PhD Defense: Adam Prasanphanich

Date:        12/16/14
Time:        2:00 PM
Location:        Pettit Microelectronics Research Building, Room 102
Advisor:        Melissa Kemp, PhD
Committee:    Thomas Barker, PhD
           Hanjoong Jo, PhD
           Russell Medford, MD, PhD
           Eberhard Voit, PhD

 Dynamic Redox Signaling During TGF-Beta-Induced Epithelial-Mesenchymal Transition

 
   The morphogen transforming growth factor β (TGFβ) can initiate diverse cellular responses associated with development, cancer, and fibrosis.  TGFβ signaling results in down-regulation of numerous antioxidant species but itself has been shown to exhibit redox sensitivity. In the context of TGFβ-mediated epithelial-mesenchymal transition (EMT), there exists a possibility of a positive feedback loop operating over multiple temporal and biological scales to stabilize a mesenchymal phenotype. Additionally, drug-resistant side populations (SP) arise in populations that exhibit heterogeneity of activity of a glutathione transporter, ABCG2, which is regulated within the same cellular program as antioxidants. Therefore, it is possible that SPs reflect heterogeneity in redox regulation within a population; however, how single-cell ABCG2 activity heterogeneity manifests population level characteristics is not known. The overall objective of this research was to investigate the relationship of redox-regulated processes to the complex phenotypes that arise in the context of TGFβ-mediated EMT using multivariate modeling approaches.

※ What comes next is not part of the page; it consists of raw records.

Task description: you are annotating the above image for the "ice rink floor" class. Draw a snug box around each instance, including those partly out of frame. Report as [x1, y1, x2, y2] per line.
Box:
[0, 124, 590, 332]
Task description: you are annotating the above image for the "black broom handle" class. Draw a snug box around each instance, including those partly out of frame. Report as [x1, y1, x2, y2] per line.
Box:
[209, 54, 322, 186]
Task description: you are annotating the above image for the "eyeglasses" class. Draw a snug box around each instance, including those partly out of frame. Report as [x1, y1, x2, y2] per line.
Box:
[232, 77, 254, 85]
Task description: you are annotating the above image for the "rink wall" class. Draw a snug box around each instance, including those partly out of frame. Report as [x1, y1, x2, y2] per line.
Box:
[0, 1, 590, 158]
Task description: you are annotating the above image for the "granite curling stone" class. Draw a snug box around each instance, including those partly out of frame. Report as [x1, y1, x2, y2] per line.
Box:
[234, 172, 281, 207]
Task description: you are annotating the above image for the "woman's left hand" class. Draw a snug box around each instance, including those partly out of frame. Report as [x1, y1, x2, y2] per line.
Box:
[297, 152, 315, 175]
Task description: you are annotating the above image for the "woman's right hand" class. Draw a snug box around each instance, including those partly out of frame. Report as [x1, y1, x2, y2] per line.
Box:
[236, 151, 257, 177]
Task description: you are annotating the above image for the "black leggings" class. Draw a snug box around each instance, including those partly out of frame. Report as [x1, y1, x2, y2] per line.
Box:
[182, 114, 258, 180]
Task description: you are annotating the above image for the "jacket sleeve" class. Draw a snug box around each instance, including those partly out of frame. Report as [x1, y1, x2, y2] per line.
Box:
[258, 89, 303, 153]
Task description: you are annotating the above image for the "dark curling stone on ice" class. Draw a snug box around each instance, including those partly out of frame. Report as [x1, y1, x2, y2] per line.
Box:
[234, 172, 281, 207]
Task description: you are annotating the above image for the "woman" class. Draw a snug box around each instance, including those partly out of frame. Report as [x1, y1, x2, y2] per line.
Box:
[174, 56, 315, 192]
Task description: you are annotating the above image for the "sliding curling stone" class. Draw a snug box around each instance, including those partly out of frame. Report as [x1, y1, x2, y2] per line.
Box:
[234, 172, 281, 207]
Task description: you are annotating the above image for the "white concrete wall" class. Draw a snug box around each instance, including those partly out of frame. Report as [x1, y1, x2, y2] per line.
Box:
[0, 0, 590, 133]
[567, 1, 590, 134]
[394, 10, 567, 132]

   The dynamics of redox regulation were investigated in the context of EMT, based upon the hypothesis that decreased nucleophilic tone acquired during EMT strengthens TGFβ signaling, enhancing acquisition and stabilization of the mesenchymal phenotype. Customized in-cell western assays were developed to evaluate multivariate phenotype states as they developed during EMT. TGFβ treatment decreased H2O2 degradation rates and increased glutathione (GSH) redox potential, indicating decreased nucleophilic tone. Epithelial/mesenchymal differentiation markers and redox time course data were paired using principal component analysis (PCA) to construct a multivariate representation of phenotype over the time course of EMT. Decreased nucleophilic tone during EMT coincided with acquisition of a mesenchymal phenotype over time scales too large to enable enhancement of EMT.

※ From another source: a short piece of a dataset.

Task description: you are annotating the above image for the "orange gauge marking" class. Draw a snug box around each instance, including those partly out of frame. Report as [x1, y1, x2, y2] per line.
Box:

   Next, the role of heterogeneity in the activity levels of a GSH transporter, ABCG2, was investigated at the single cell level for the emergence of drug-resistant SPs at the population level. The objective was to develop a multiscale ensemble model consisting of a heterogeneous population of individual cells to interrogate multiple kinetic schemas and determine the means by which TGFβ signaling modulates heterogeneity to affect SP size. TGFβ was found to decrease the size of SPs as well as the magnitude of response. A highly active subpopulation juxtaposed by an inactive main population was identified, suggesting the SP cells may exhibit a distinct redox profile from main cells, the frequency of which was decreased with TGFβ.

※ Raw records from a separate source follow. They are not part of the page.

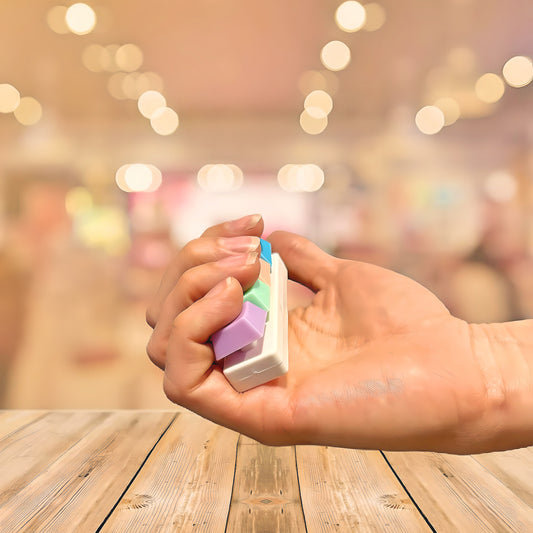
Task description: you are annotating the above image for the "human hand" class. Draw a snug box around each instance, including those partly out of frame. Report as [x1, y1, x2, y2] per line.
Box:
[147, 217, 512, 453]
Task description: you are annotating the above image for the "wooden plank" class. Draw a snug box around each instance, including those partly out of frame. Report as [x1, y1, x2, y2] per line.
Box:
[296, 446, 430, 533]
[472, 447, 533, 508]
[101, 412, 238, 533]
[0, 411, 174, 533]
[226, 435, 306, 533]
[0, 409, 47, 438]
[385, 452, 533, 533]
[0, 411, 105, 506]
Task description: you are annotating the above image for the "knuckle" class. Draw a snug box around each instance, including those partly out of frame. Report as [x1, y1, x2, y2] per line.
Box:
[146, 304, 157, 329]
[146, 335, 165, 368]
[163, 374, 182, 405]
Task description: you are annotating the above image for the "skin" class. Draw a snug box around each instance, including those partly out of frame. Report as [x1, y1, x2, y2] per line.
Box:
[147, 215, 533, 453]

   In summary, this work represents systems approaches to investigate the dynamics of redox regulation during TGFβ-mediated EMT from the perspective of a multivariate phenotype, simultaneously accounting for changes in epithelial/mesenchymal differentiation and to the intracellular redox environment. Additionally, an outcome of this project is a multiscale ensemble modeling methodology that is generalizable for future mechanistic studies of drug intracellular interactions that influence multivariate population characteristics as observed in flow cytometry.